Главой этой большой семьи, состоящей из него самого, жены, двух дочерей, их иногородних мужей, внуков и чёрного ризеншнауцера Чары, числился патриарх рижской сцены Агрий Робертович Аугшкап, сын известного красного латышского стрелка Роберта Яновича. Актёр, родившийся в театральном хитоне, обладавший воистину внушительной внешностью и несомненной харизмой. Как сказали бы в старину – был очень авантажным мужчиной. Он стоял в ряду таких мастеров сцены, как Качалов, Ильинский, Кторов. Однако никто его в этот ряд официально не ставил, но среди публики было немало его фанатов. И особенно фанаток. Сыгранный им Хлестаков из гоголевского «Ревизора» был особенно хорош – непревзойдённый сценический шедевр. Не говоря уже о других сыгранных им ролях.

И вот с этим любимцем публики мы отправились в Сандуны.

В «тёмное» дореволюционное время Сандуны заявляли о себе следующим образом.

САНДУНОВСКIЯ БАНИ,

на Неглинномъ проѣздѣ в Москвѣ,

ОТВѢЧАЮТЪ ВСѢМЪ ТРЕБОВАНIЯМЪ ГИГIЕНЫ.

РОСКОШНЫЯ ОТДѢЛЕНIЯ ВЪ 50 И 30 КОП.

съ ирландскими банями, бассейнами, разнообразными

душами и усовершенствованiями по послѣднимъ



указанiямъ науки

НОМЕРНЫЯ БАНИ

отъ 40 к. до 5 р.

(СЕМЕЙНЫЯ № № ОТДѢЛЕНЫ).

Соблюденiе всѣхъ санитарныхъ требованiй

устраняетъ возможность зараженiя въ баняхъ.

В советское время такой вывески на бане уже не было. Всё держалось на старом авторитете. Недаром их называли ещё царь-банями. Сандуны – это бренд, как сказали бы в наше время, и рекламировать его не надо. Хотя в 90-е этот «бренд» переживал упадок. Можно было наблюдать только остатки былой роскоши.

Итак, мы стоим в кассу. Очереди почти нет. Берём билеты. Входим в храм пара, омовений и релаксации. Внутри предбанника ряд занавешенных материей кабинетов. Перед ними выстроились чёрные кожаные диваны с высокими спинками, поверху украшенными резьбовым орнаментом по дереву, покрытому чёрным же лаком. Диваны расставлены напротив друг друга в три ряда, как по ранжиру. Между ними – низкие столики, на которых то здесь, то там выставлена нехитрая снедь, приобретённая тут же в буфете или у банщика: пиво в классических пол-литровых кружках, вяленая рыба, иногда водка. Всё это употребляется посетителями, собравшимися в свои тесные компании, в перерывах между заходами в парилку.

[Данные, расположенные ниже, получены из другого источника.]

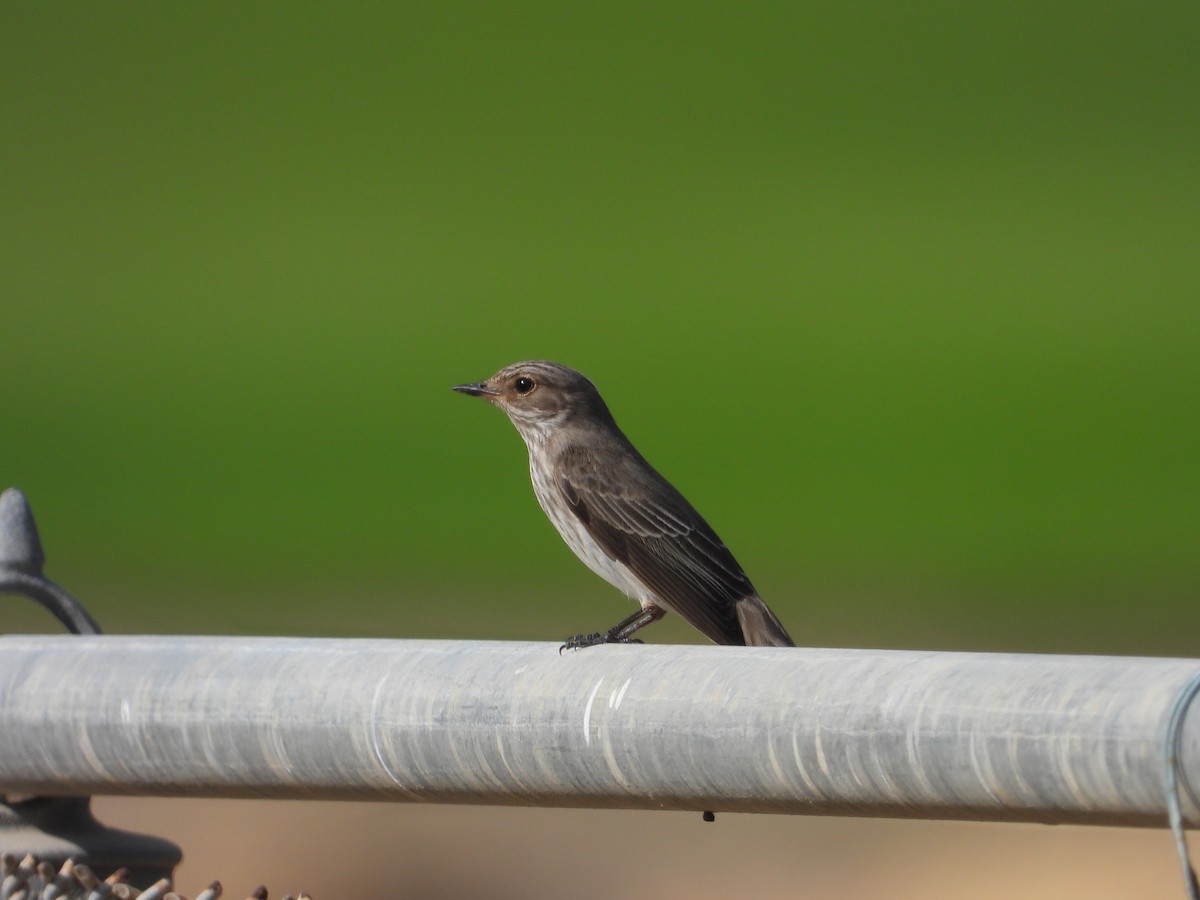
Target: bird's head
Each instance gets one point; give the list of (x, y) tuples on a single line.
[(539, 396)]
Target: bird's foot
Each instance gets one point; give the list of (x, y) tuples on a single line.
[(577, 642)]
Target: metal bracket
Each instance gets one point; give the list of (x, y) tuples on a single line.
[(59, 828)]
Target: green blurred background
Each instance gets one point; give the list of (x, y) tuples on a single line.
[(903, 297)]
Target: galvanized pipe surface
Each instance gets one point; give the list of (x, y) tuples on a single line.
[(726, 729)]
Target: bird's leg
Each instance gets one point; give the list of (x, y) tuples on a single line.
[(621, 633)]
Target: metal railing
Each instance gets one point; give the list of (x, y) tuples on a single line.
[(993, 737), (754, 730)]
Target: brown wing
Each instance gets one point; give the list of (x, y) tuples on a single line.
[(643, 522)]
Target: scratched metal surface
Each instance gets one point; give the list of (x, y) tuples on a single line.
[(724, 729)]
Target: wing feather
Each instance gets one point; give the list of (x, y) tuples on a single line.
[(643, 522)]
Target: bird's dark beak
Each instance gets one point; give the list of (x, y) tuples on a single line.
[(477, 389)]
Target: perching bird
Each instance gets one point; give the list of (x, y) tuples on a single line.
[(622, 517)]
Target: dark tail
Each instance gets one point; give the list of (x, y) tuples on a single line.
[(760, 628)]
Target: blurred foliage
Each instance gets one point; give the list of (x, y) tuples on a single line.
[(904, 298)]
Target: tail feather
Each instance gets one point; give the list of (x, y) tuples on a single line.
[(760, 627)]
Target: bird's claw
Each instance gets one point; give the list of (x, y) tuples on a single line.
[(577, 642)]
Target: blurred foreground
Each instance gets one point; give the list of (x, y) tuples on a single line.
[(346, 851)]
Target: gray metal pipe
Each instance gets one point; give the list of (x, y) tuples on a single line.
[(726, 729)]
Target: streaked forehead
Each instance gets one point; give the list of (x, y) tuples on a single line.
[(539, 369)]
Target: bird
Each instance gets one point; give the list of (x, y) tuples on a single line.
[(619, 516)]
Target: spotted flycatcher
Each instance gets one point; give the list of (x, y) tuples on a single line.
[(622, 517)]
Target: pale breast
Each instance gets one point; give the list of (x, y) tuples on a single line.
[(581, 541)]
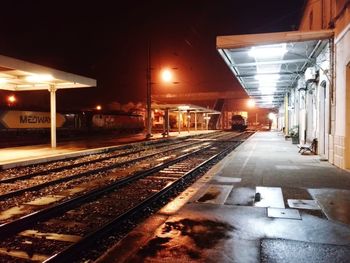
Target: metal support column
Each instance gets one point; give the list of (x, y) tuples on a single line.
[(149, 94), (179, 120), (195, 121), (53, 115)]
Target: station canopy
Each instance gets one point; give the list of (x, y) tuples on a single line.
[(19, 75), (184, 108), (268, 65)]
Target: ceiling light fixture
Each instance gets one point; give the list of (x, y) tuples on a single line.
[(39, 78), (268, 51)]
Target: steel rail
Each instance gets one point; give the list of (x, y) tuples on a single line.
[(87, 173), (70, 252), (24, 222)]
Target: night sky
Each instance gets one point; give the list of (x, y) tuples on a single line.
[(109, 42)]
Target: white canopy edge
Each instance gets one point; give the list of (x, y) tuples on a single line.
[(67, 80), (241, 41)]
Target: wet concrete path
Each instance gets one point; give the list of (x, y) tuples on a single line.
[(263, 203)]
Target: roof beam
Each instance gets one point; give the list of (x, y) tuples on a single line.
[(287, 61)]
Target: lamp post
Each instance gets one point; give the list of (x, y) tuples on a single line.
[(166, 76), (11, 100)]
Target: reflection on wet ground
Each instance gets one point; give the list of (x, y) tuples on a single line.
[(186, 237)]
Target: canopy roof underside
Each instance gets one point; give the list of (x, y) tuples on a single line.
[(19, 75), (269, 65)]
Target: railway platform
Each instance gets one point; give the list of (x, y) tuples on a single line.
[(264, 202), (27, 155)]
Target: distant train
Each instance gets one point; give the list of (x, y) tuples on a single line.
[(74, 123), (238, 123)]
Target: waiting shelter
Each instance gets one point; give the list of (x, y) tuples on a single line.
[(19, 75)]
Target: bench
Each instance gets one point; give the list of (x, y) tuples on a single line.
[(303, 148)]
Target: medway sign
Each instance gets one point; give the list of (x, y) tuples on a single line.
[(29, 119)]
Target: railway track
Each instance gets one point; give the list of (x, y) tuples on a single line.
[(58, 232), (27, 196)]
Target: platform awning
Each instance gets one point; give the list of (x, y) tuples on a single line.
[(184, 108), (268, 65), (19, 75)]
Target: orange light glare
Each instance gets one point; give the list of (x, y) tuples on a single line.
[(251, 103), (11, 99), (166, 75)]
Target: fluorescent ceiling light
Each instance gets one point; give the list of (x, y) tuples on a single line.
[(268, 51), (271, 78), (39, 78), (183, 107)]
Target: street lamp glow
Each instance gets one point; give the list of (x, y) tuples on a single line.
[(166, 75), (272, 116), (251, 103)]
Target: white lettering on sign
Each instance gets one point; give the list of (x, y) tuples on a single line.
[(34, 119)]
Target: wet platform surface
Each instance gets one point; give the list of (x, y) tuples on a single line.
[(219, 219)]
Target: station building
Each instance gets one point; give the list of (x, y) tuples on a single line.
[(306, 77)]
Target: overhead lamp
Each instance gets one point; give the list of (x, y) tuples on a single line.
[(251, 103), (184, 107), (266, 78), (166, 75), (39, 78), (268, 51)]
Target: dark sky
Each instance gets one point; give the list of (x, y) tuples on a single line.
[(108, 40)]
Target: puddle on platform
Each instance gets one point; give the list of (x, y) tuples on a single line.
[(185, 239)]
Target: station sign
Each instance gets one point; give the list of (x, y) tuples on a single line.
[(29, 120)]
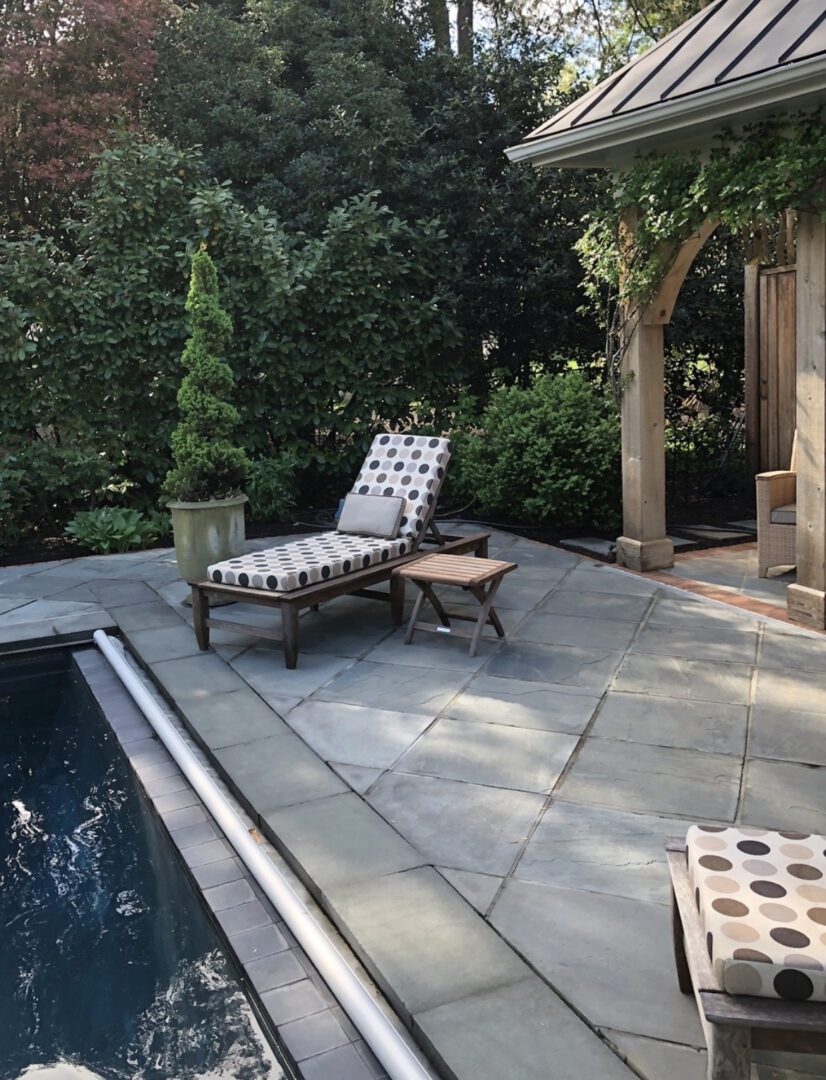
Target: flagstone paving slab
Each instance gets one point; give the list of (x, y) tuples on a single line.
[(356, 734), (673, 721), (576, 665), (490, 699), (715, 644), (357, 777), (655, 1060), (422, 942), (786, 796), (574, 880), (784, 734), (598, 850), (147, 616), (544, 1037), (689, 612), (798, 690), (163, 643), (492, 754), (197, 677), (339, 840), (552, 629), (605, 579), (587, 944), (677, 677), (790, 650), (464, 826), (263, 670), (654, 780), (394, 686), (226, 719), (274, 772), (477, 889), (596, 605), (435, 651)]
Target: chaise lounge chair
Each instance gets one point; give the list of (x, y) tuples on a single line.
[(303, 574)]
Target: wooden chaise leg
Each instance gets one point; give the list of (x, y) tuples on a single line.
[(200, 615), (396, 598), (729, 1052), (680, 960), (289, 632), (487, 604)]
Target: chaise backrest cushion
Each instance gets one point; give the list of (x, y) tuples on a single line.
[(408, 466)]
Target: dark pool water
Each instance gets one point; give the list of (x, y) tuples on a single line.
[(109, 967)]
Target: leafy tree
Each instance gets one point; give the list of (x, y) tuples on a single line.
[(301, 105), (69, 70), (335, 334)]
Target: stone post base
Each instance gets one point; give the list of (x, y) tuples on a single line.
[(807, 606), (645, 554)]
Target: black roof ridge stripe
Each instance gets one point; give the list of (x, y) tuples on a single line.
[(796, 44), (707, 14), (704, 55), (612, 81), (758, 37)]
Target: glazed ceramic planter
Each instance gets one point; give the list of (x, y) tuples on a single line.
[(206, 532)]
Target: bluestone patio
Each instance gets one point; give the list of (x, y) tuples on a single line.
[(488, 833)]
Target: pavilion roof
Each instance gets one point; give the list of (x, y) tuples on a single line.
[(734, 62)]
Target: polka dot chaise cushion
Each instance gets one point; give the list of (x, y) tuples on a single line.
[(305, 562), (761, 898), (408, 466)]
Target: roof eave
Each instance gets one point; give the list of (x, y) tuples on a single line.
[(612, 143)]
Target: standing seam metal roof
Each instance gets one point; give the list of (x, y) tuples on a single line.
[(728, 41)]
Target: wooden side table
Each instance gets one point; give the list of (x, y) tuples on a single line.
[(481, 577)]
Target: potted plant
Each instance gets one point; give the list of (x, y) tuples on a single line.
[(204, 487)]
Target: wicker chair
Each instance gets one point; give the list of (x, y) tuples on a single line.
[(776, 516)]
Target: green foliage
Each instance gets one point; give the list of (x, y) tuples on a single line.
[(748, 177), (116, 529), (207, 464), (272, 487), (547, 454), (42, 484), (303, 105)]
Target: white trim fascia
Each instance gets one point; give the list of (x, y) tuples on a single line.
[(605, 143)]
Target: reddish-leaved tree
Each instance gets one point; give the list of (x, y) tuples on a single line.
[(69, 71)]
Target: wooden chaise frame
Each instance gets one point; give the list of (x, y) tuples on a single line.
[(349, 584), (733, 1024)]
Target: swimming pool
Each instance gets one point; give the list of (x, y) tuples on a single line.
[(109, 966)]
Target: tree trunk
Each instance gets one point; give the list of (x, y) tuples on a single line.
[(439, 24), (464, 28)]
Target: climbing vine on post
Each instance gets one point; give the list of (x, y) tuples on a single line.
[(747, 177)]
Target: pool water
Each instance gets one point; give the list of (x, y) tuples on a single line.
[(109, 966)]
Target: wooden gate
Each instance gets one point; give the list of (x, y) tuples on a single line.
[(770, 366)]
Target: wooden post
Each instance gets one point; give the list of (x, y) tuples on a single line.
[(807, 597), (644, 544), (752, 363)]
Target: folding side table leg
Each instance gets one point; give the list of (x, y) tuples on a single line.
[(486, 610)]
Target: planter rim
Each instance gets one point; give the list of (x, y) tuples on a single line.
[(234, 500)]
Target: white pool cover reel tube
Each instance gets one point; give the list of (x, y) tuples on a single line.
[(387, 1043)]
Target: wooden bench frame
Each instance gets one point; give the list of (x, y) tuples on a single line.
[(293, 603), (732, 1024)]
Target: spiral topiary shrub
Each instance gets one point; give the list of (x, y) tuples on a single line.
[(207, 464)]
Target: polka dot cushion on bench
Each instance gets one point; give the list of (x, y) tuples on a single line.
[(761, 898), (305, 562), (411, 467)]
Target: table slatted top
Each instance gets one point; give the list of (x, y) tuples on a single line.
[(455, 569)]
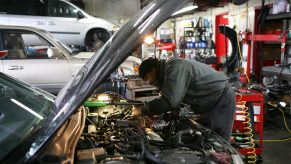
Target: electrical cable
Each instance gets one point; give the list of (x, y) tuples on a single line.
[(276, 140)]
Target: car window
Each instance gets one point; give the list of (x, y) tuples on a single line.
[(61, 9), (28, 45), (23, 109), (27, 7)]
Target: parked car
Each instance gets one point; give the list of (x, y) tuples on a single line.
[(82, 126), (62, 19), (34, 56)]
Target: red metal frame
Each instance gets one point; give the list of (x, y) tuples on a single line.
[(253, 96)]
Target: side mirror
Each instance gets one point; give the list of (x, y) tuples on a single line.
[(80, 15), (54, 53), (3, 53)]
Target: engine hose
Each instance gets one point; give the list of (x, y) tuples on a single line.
[(251, 153)]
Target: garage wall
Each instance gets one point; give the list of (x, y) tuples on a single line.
[(116, 11)]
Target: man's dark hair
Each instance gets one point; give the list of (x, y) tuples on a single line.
[(147, 65)]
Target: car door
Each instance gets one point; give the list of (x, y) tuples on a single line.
[(26, 13), (31, 58), (64, 24)]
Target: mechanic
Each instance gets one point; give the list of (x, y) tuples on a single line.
[(206, 91)]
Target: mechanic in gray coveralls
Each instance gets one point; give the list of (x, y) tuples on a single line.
[(197, 84)]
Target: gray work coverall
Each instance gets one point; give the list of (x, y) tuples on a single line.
[(199, 85)]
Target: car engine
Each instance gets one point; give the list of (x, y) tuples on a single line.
[(113, 135)]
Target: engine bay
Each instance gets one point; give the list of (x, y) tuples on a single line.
[(112, 134)]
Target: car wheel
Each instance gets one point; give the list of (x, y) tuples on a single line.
[(96, 39)]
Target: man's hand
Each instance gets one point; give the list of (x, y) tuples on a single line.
[(136, 111)]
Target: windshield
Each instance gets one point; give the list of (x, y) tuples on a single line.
[(23, 110)]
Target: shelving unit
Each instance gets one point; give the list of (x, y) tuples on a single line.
[(271, 43)]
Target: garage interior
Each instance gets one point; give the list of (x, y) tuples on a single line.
[(248, 40)]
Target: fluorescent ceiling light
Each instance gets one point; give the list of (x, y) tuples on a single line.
[(27, 109), (185, 9)]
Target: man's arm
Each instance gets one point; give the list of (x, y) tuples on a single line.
[(177, 78)]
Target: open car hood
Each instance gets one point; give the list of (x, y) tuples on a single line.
[(105, 62), (112, 54)]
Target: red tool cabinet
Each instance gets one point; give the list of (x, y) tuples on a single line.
[(256, 99)]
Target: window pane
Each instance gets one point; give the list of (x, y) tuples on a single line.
[(28, 45), (22, 111), (61, 9)]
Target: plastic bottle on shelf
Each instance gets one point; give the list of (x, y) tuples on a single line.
[(281, 6)]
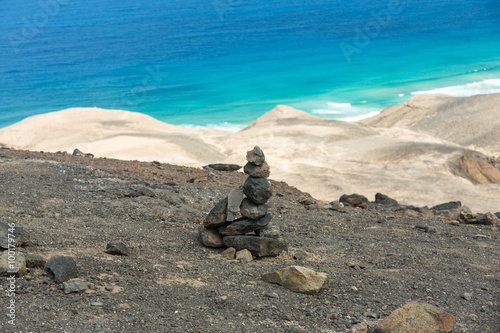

Мы с Агрием Робертовичем занимаем первый свободный диван, вешаем на крючки одежду. Мимо взад и вперёд прохаживается известный по «Мосфильму» Семён Фарада. В глазах и поджатых под чёрные усы губах узнаваемая ирония. Боковым зрением, как ворон, посматривает на сидящих по обе стороны прохода.

– Семэн! – сильным театральным голосом восклицает Агрий Робертович. – Помнишь, как мы с тобой в Барнаул на гастроли в одном купе ехали?

Фарада повернул голову и сделал вид, будто что-то припоминает.

– Мы ещё тогда бутылку спирта с тобой приговорили из моих домашних запасов.

Лицо Фарады стало проясняться и разглаживаться.

– Да-да-да, вроде припоминаю… Из какого театра?

– Из Пушкинского.

– Из Пушкинского? Конечно, конечно… Тогда в каждом купе угощали. Не то что в нынешние времена. А у вас, я смотрю, вообще голый вассер: ни выпить, ни закусить.

– Мы сегодня с племянником паримся без всяких прицепов. Так здоровее будет.

– Это да, кто не курит и не пьёт, тот здоровеньким помрёт, – соглашается Фарада. А сам поворачивает нос в сторону, где выпивают и закусывают.

Но никто его почему-то не приглашает. Или не узнают, или делают вид, что не узнают, или самим мало. И на вечно ироничном лице актёра постепенно проявляется маска сарказма и лёгкого презрения.

Заходит разговор о том, почему тянет актёров именно в Сандуны, а здесь Агрий Робертович повстречал их немало. Всё дело в том, что Сандуны были названы в честь построившего их Силы Сандунова – актёра, игравшего при дворе Екатерины II. Там же выступала и его будущая жена – певица Елизавета Уранова. По слухам, их талантами императрица была восхищена так сильно, что подарила невесте к свадьбе украшения. Впоследствии благодаря продаже этих украшений и были построены бани. Сам Шаляпин был завсегдатаем этих бань. Не обходили стороной Сандуны и известные поэты, такие как герой Отечественной войны 1812 года Давыдов, Пушкин, Маяковский. Видели здесь и Чехова, и Рахманинова, и Гиляровского. Всех не перечислишь.